All that remains of the herb stuffing is one stale crouton. Women ransack egg cartons and use Pam as mace. Visigoths sacking Rome. Suburban moms in a desperate skirmish for the last pumpkin pie. Same difference.
One wrong move -– a wobbly wheel, a tart bagger, a Six Flags line at the deli counter -– will send this wool-coated mass of hot and itchy women into a prison riot. We cling to that sliver of patience that keeps us civilized and not fanging someone’s carotid artery.
Thanksgiving. Yeah, I tell myself, I’m thankful all right. Thankful Mr. Corn Connoisseur finally decided on creamed over the low sodium version, thus enabling the angry horde behind him to inch forward.
Narrow aisles burst thirty times past capacity. The woman next to me is packing a shank she made from a turkey baster. In the no-pass lane, a man pushes a Hun toddler in one of those elongated carts shaped like a race car. Cranberry sauce cans topple as junior plays barbarian at the gate.

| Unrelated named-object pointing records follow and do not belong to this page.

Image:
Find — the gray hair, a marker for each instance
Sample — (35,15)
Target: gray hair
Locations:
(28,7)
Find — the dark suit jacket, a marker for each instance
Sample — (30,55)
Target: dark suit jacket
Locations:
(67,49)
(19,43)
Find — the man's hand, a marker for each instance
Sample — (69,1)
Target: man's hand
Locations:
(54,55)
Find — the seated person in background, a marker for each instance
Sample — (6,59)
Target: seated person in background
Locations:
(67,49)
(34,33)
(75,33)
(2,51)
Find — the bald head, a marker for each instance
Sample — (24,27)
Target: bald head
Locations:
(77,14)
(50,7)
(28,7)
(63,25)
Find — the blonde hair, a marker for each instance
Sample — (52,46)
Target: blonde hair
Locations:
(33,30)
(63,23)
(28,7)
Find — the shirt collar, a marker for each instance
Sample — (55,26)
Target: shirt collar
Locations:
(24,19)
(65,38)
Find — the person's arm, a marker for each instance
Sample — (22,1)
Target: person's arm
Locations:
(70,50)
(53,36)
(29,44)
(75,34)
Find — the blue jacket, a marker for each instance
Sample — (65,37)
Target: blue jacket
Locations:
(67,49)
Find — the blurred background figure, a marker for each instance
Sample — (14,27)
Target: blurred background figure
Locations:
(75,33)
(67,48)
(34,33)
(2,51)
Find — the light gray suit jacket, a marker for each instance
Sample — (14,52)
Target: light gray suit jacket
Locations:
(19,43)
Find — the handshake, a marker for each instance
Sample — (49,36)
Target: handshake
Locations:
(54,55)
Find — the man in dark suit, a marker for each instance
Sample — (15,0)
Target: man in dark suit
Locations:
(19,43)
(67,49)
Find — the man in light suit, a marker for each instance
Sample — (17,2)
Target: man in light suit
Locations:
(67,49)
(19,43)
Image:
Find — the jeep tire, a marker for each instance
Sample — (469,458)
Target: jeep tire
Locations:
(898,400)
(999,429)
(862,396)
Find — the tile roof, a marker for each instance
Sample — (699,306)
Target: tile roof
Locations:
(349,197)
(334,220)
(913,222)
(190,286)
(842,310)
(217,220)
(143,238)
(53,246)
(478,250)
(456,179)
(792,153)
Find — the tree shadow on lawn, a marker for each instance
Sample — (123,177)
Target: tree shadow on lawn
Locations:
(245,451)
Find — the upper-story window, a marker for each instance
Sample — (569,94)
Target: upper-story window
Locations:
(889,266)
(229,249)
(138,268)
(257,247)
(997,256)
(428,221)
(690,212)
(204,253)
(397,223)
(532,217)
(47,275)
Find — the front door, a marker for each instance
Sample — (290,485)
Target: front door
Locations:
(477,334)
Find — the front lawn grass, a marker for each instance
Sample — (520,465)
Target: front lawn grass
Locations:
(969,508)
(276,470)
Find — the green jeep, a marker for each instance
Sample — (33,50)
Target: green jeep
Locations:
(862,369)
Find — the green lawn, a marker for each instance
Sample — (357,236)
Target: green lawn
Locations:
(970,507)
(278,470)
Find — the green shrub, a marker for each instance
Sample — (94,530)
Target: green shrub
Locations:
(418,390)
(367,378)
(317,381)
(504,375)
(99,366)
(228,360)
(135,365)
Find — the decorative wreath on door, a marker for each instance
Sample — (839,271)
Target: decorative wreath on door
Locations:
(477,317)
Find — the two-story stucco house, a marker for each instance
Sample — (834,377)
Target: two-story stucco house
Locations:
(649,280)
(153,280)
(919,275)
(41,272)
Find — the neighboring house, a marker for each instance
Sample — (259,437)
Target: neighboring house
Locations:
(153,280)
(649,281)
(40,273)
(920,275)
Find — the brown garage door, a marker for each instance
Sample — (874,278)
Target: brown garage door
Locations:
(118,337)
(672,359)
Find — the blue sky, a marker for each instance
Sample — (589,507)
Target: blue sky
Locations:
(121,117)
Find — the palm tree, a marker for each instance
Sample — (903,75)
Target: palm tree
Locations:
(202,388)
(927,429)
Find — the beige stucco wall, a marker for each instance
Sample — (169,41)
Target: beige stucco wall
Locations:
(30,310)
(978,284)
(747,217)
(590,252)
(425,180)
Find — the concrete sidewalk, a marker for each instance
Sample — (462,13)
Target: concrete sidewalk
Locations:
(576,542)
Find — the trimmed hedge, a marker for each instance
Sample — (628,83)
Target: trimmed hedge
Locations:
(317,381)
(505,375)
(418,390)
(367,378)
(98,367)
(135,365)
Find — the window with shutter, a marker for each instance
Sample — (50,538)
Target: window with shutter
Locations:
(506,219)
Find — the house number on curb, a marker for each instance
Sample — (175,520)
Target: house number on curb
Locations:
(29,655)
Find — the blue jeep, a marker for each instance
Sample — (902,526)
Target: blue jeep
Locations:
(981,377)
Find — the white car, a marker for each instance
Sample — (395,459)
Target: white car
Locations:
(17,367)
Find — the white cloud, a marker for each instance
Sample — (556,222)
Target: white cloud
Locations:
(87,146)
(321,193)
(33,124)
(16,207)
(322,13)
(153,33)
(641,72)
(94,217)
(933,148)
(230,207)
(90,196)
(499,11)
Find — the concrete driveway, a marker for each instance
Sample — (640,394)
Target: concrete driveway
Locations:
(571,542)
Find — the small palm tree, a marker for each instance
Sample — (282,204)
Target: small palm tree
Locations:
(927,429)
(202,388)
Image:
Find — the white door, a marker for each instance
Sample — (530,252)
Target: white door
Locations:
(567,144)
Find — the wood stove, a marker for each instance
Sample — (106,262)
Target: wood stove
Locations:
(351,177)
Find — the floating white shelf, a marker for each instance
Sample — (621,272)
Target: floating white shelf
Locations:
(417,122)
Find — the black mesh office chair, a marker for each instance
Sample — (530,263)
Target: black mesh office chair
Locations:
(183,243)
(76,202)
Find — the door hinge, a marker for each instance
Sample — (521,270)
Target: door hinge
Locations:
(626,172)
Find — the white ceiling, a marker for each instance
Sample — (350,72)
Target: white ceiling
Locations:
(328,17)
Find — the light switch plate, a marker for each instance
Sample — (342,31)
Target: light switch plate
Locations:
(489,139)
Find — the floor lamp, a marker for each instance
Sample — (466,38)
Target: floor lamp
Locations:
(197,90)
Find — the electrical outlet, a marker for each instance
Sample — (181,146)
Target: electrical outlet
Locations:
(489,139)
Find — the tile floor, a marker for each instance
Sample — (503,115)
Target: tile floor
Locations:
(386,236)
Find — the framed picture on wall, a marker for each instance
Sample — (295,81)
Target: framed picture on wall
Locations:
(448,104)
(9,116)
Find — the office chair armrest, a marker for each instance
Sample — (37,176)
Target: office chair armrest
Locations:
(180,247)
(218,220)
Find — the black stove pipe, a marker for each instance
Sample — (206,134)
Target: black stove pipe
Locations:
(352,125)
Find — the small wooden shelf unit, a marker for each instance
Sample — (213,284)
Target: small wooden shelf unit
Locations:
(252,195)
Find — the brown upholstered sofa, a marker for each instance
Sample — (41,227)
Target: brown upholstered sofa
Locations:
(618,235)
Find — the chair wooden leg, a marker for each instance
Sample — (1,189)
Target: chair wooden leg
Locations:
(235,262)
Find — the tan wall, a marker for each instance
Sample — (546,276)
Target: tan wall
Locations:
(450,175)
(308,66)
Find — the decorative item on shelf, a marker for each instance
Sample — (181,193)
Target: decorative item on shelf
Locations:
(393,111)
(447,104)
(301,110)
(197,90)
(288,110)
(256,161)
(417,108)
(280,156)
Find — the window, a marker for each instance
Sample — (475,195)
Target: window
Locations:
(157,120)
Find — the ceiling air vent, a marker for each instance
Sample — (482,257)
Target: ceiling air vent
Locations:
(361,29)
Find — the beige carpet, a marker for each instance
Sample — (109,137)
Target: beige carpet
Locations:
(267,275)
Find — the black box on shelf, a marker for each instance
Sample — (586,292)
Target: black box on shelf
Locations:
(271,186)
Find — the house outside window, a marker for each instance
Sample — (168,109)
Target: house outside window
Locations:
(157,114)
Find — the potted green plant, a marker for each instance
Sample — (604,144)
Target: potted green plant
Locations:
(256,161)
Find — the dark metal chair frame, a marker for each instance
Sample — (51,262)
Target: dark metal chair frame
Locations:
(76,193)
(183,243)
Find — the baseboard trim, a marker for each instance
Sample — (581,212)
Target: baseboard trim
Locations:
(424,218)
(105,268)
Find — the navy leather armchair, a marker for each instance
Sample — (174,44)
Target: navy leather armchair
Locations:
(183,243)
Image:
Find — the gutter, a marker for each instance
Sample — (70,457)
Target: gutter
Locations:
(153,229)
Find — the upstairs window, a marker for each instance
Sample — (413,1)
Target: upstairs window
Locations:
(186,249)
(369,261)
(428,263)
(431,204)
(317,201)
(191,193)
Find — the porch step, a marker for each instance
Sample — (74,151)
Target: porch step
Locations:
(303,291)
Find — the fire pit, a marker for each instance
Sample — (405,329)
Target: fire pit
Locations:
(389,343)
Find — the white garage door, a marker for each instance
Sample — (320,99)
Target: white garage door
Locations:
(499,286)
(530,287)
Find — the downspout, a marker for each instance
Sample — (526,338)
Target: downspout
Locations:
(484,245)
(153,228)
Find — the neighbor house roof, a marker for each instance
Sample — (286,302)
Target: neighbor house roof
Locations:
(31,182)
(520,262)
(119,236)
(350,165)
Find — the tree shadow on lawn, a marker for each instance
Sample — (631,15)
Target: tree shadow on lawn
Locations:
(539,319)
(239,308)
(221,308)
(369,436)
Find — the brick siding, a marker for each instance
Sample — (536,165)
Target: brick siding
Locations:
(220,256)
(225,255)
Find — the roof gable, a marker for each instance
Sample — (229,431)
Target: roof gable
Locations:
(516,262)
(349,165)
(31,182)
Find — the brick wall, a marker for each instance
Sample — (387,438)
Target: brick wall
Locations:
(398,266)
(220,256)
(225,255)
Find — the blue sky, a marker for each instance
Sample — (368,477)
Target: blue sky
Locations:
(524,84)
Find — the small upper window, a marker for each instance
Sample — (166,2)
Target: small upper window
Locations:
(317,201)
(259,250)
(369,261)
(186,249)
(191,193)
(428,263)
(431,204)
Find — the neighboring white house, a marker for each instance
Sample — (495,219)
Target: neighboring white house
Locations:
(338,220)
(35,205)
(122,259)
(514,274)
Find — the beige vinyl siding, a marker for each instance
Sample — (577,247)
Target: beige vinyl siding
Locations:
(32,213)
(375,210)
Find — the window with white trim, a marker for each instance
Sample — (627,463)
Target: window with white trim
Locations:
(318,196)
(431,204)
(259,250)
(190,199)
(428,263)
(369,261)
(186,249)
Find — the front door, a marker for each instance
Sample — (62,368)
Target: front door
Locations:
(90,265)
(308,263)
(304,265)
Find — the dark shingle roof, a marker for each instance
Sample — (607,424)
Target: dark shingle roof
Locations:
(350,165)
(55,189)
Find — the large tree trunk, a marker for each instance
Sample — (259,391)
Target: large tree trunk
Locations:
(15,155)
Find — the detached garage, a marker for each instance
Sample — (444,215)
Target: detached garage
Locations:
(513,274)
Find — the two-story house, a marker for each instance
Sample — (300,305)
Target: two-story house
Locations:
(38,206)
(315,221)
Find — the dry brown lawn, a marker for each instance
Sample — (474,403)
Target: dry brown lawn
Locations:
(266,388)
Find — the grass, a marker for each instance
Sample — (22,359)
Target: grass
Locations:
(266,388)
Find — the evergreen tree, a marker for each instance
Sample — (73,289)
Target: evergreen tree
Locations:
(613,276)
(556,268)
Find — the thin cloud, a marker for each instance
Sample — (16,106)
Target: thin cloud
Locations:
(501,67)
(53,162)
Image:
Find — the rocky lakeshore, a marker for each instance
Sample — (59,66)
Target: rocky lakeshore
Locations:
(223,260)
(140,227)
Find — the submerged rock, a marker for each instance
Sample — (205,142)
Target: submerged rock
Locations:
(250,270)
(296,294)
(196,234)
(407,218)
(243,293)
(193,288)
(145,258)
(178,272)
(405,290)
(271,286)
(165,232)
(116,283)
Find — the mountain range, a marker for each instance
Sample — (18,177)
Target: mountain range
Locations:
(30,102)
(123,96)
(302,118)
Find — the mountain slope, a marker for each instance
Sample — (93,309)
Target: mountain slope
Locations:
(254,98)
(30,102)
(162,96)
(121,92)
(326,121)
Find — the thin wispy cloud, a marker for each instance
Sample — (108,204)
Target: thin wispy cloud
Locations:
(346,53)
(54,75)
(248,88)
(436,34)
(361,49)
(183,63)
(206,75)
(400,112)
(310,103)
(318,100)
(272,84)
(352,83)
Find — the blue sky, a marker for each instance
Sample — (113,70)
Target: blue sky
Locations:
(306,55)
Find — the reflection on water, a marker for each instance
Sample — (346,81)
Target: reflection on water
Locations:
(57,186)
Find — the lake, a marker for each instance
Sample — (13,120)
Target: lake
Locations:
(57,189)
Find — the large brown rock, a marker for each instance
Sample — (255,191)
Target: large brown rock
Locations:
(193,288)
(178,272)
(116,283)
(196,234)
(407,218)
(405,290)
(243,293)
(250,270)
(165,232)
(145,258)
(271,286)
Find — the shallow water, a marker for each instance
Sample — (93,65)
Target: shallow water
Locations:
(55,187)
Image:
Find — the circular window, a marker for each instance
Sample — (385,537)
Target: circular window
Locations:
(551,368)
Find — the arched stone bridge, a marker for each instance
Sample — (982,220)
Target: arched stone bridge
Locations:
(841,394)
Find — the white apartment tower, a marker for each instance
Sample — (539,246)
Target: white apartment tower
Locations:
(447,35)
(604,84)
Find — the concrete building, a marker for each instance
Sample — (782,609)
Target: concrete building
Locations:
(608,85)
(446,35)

A brunette’s eyes bore into me. “If this woman will just move her cart,” she snaps, jerking her chin toward me. Seven other people surround her, but she zeroes in on me, blaming me for crowds AND for scientists downgrading Pluto as a planet. She’s as much holiday cheer as Joan Crawford waving that Comet can.
As the hour grows dire, so does my anxiety. When I open a cooler and grab ice cream treats, I fear both my arm and the door will be sheared off as a maniac hurtles toward a newly opened checkout. I glance at the bottle of Merlot in the cart. Any more stress, and I’ll chew off the cork and guzzle it right here in front of the Cocoa Puffs.
Wheels squeal as I make turns at 45 MPH. I’m almost done. Whoops. Lingered one second too long in front of the frozen pizzas. A woman glares. She might engage in a game of Ram-O-Cart.
I began this journey, calm and festive, at the produce section. I am now in the toiletries, sweaty, twitchy, and with broken teeth. Through blurred vision, I see the Enquirers and Peoples. Ahhh. The checkered finish line.
As I steer my purchases out the automatic doors and bask in the final gleam of fluorescence, I step into the cold, piteous night of lawlessness. The parking lot. Pioneers facing wolves and tomahawks had better odds.
Then I exhale, relieved. The Boy Scouts are not only selling wreaths and trees, but pitchforks and torches. I should be home in five minutes.